La marquesa ha depositado su pudor en otro sitio. Y ha hecho de sus hombros toda una institución. ¡Y cómo ha combatido a favor del gobierno de su agrado! Siempre en la brecha, en todas partes a la vez, en las Tullerías, en los ministerios, en las embajadas, en casa de los simples millonarios, convenciendo a los indecisos a fuerza de sonrisas, afianzando el trono de sus senos de alabastro, mostrando los días de peligro pequeños rincones ocultos y deliciosos, más persuasivos que los argumentos de los oradores, más decisivos que las espadas de los soldados y amenazando, para conseguir un voto, con recortar sus camisetas hasta que los esquivos miembros de la oposición se declaren convencidos.
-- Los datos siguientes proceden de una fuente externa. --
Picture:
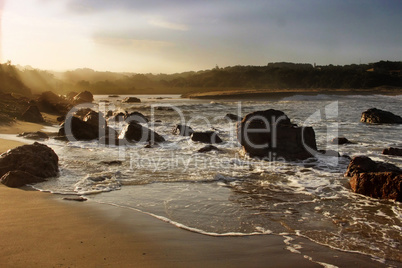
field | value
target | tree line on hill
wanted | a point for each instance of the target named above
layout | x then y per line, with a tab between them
280	75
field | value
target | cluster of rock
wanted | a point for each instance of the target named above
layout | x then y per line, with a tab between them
270	134
375	179
28	164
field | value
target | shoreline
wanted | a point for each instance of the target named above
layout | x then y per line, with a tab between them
49	231
278	94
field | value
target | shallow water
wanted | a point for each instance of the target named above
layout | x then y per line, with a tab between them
226	193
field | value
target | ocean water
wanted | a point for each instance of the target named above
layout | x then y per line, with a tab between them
227	193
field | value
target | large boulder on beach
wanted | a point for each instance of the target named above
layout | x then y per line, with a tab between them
377	116
83	97
206	137
375	179
131	100
38	135
182	130
270	134
32	114
392	151
79	130
135	132
37	160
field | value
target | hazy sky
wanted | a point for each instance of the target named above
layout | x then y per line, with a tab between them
181	35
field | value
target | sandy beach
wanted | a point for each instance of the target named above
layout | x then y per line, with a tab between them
43	230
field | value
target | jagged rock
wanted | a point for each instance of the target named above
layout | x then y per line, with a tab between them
384	185
80	130
182	130
377	116
136	117
37	159
364	164
375	179
208	148
206	137
134	132
34	135
32	114
131	100
392	151
341	141
233	117
271	134
18	178
83	97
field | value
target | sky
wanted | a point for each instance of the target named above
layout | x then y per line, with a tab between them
155	36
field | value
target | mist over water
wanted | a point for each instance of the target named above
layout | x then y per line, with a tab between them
227	193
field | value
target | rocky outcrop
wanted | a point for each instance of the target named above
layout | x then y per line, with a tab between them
377	116
341	141
83	97
32	114
28	164
34	135
134	132
271	134
392	151
136	117
131	100
233	117
375	179
182	130
206	137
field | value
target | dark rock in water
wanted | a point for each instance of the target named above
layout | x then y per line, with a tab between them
32	114
134	132
77	199
206	137
271	134
375	179
36	159
18	178
182	130
95	119
34	135
119	117
384	185
80	130
392	151
112	163
61	118
83	97
136	117
341	141
329	153
131	100
377	116
208	148
233	117
364	164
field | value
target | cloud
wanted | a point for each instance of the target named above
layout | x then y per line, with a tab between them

Los hombros de la marquesa han quedado siempre íntegros y victoriosos. Han soportado un mundo sin que una sola arruga haya venido a rajar su mármol blanco.
IV
Esta tarde, al salir de las manos de Julie, la marquesa, vestida con un delicioso conjunto polaco, ha ido a patinar. Patina adorablemente bien.
En el bosque hacía un frío intenso, un cierzo que picaba en la nariz y en los labios de aquellas damas como si el viento les arrojara arena fina al rostro. La marquesa reía, tener frío le divertía. De vez en cuando iba a calentarse los pies en los braseros encendidos en las márgenes del pequeño lago. Luego volvía al aire helado, marchándose como una golondrina que roza el suelo.
¡Ah! ¡qué buen rato y qué estupendo que no haya llegado aún el deshielo! La marquesa podrá patinar toda la semana.
Al regresar, la marquesa ha visto en un vial lateral de los Campos Elíseos a una pobre tiritando al pie de un árbol, medio muerta de frío.
—¡Pobrecilla! —ha susurrado con voz disgustada.
Y, como el coche iba muy rápido y la marquesa no podía encontrar su monedero, le lanzó a la pobre su ramo, un ramo de lilas blancas que costaba por lo menos cinco luises.